Repositório de informações

O sistema eletrônico foi desenvolvido em conjunto com o Sefaz-RS, e será o mesmo para todos os Estados. “Assim como para as empresas é difícil implementar alteração de sistemas, para nós, de órgãos públicos que tratam de 27 unidades federativas, o problema se torna maior”, segundo Bergamasco.

A transmissão da FCI pode ser feita a partir de 20/04. Mas, além do benefício da otimização de recursos, o sistema servirá como repositório de informações fiscais. “Estamos tratando de uma obrigação que envolve muitas empresas do País, e não só de São Paulo”, argumenta o supervisor do Sefaz-SP.

Em um primeiro momento, o local virtual de armazenamento vai recepcionar as FCI de todas as empresas do País, cuja massa de dados permitirá analisar as movimentações fiscais.

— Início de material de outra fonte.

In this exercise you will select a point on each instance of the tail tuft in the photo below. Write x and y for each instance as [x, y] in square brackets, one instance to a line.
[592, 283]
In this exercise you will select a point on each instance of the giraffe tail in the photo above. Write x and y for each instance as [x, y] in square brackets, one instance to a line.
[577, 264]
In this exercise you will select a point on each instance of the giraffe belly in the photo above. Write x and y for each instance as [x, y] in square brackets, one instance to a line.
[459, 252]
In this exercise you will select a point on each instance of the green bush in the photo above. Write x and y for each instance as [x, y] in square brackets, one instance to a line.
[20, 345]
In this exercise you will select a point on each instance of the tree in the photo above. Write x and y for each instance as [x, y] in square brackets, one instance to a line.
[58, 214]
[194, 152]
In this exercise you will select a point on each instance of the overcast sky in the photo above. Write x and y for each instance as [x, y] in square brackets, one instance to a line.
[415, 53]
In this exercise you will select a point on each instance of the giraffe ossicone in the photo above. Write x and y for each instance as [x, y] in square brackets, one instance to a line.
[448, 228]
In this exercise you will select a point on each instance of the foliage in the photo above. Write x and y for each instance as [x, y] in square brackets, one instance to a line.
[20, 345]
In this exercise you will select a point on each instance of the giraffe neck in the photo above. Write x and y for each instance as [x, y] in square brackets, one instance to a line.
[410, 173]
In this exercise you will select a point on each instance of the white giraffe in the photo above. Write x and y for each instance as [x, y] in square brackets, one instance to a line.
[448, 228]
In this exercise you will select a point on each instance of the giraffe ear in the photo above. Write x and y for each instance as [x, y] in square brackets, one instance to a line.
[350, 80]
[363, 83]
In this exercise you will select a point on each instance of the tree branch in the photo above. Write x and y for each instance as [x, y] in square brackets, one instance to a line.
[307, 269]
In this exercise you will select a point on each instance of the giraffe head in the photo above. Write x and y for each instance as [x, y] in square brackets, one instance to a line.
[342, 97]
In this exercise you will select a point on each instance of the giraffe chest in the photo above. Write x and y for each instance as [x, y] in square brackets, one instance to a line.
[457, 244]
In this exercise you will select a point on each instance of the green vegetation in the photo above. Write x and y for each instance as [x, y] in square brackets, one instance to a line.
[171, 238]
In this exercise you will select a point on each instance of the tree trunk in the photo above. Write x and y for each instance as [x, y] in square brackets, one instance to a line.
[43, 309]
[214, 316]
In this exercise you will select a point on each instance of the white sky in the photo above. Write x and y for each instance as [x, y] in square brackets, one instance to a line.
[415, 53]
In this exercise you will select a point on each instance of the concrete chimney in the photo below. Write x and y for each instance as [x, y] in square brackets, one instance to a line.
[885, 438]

As fichas eletrônicas serão distribuídas mediante demanda dos estados. “Ao mesmo tempo em que se presta serviço ao contribuinte gerando o código de FCI, é também o ambiente em que os estados envolvidos nas operações com FCI vão buscar informações eletrônicas.”

Aumento da burocracia

Com a nova alíquota, virão novos trâmites burocráticos, como a FCI e a Nota Fiscal Eletrônica que terá que conter mais informações. “Temos dezenas de obrigações acessórias para entregar, e agora vem mais uma. Como ficará o dia a dia das empresas?”, indaga Ricardo Prado, gerente de Planejamento Tributário da Dixie Toga.

Apesar disso, a redução de ICMS é bem vinda, pois ajuda a reduzir os custos e ajuda as empresas a ficarem mais competitivas, ressaltou Prado.

“Multinacionais deixam de investir no Brasil e levam seus empregos para outros lugares [devido a dificuldade no ambiente de negócios]. Se quisermos crescer de forma sustentável, temos que parar a desindustrialização.”

Os governos federal e estadual têm que chegar a um acordo, acabar com a guerra fiscal e se dedicar ao crescimento sustentável, pois “o País é carente de infraestrutura e locais de crescimento”, observa Prado.